For six of the eight days I spent at Southern Monastery, I observed silence. I did not speak. Those who know me in real life -- I'm a talkative extrovert -- may find that hard to believe. The silence was both easier than I thought would be, and harder.
I'm used to silence on the days I work at home. I never turn on a television set or a radio. I'm not someone who likes background music. So my house -- although it's crowded in the evenings and filled with live music on weekends -- is mostly silent during the day, when I'm writing or grading papers or reading. When I was in my room at the monastery, writing or reading, or taking walks around the grounds, or sitting in the church, the quiet seemed completely normal.
What felt strange was staying silent when I came into contact with people -- in the hallways, at meals, in the gardens. Especially the meals. It felt odd to sit at a table with other retreatants and exchange nothing more than a smile. At first, it caused me to eat incredibly fast. Talking is what normally slows me down. So I'd go to lunch, get a tray full of food, and be done in about five minutes flat. By the end of the week, the quiet in the dining room was beginning to feel normal, and I was able to relax and drink a cup of hot tea after my meal. Most of the retreatants looked down at their plates when they were eating, and I had the distinct feeling, as I'd gaze around the room, that I was the lone extrovert in a sea of introverts. Or perhaps they were all thinking deep thoughts.
Silence meant that my thoughts were not interrupted. I can remember the days of trying to write in a houseful of small children, and being at a monastery was the opposite of that. Even meals or snacks or walks didn't break my concentration. I've never been able to focus so intently on my writing. I was meditating three times each day, and going to some of the services in the church, but in the silence, I was able to move from meditation to writing to prayer and back again without any distractions. It's hard to describe the intensity of spending so much time with myself, with no one else to take care of.
The other people at the retreat house had come for a structured retreat -- with talks given by a retreat leader in the big conference room, a set schedule of things to do. There were about forty of them altogether, moving quietly along the hallways or eating at the tables in the dining room, or joining the monks for prayer in the church. But then, on Sunday, that particular scheduled retreat was over, and everyone went home. Everyone.

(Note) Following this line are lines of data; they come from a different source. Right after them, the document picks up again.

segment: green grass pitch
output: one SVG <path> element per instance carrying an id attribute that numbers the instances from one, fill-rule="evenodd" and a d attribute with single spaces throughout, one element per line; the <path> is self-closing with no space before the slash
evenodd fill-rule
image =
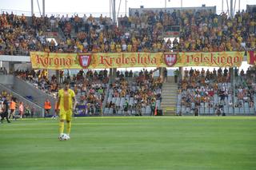
<path id="1" fill-rule="evenodd" d="M 0 125 L 0 169 L 256 168 L 256 117 L 83 117 L 59 141 L 58 121 Z"/>

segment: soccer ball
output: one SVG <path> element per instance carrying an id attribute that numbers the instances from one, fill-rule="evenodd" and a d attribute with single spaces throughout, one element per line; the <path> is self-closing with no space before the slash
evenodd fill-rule
<path id="1" fill-rule="evenodd" d="M 61 135 L 61 136 L 59 137 L 60 140 L 67 140 L 69 139 L 69 136 L 67 136 L 67 134 L 63 133 L 62 135 Z"/>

Late afternoon, when I padded down to the kitchen in sweatpants and a t-shirt to refill my tea mug, I noticed that the silence in the building had a different quality to it. No footsteps. No coughing. No clink of mugs. The housekeeping staff, who normally could be found near the kitchen, had gone home. The God-love-you Woman, who ran the little office near the entrance and was so helpful that she'd brought a quart of soy milk for me to have on my cereal, had locked her door and gone home. The parking lot outside the retreat house was empty.
When I went to Compline at the end of the day, the big church held about forty monks. And me. Everyone else was gone. As tradition dictates, Compline was held in the darkness. I could just make out the outlines of the monks in their cream robes as they sang and chanted, but I suspect that in my red fleece and dark jeans, I was invisible. When the church bell rang for the last time, the monks disappeared into their enclosure, on the far side of the church. These hours after Compline are called the Great Silence, and for most of the monks, whose day starts at 3:30 am, the Great Silence means bedtime.
As I walked back into the dark retreat house, I was alone. From my window, I could see the dark shape of the church looming over me, with its high, arched windows and the cross held up to the sky. The wind was howling -- snow was still falling -- and I could hear what sounded to me like coyotes. I felt like I had strayed into a Gothic novel, or perhaps a spooky episode of the Simpsons.
I stayed up and wrote as long as I could, and then slept until the church bells rang, just outside my window, for Vigils at 4 a.m. I didn't get dressed and go to prayer, but stayed in bed, listening to the wind push its way through cracks in the inefficient windows. Despite the haunting darkness, my thoughts were calm and comforting, not like the demon thoughts I often have during February. Perhaps it was all those monks just on the other side of the stone wall, praying.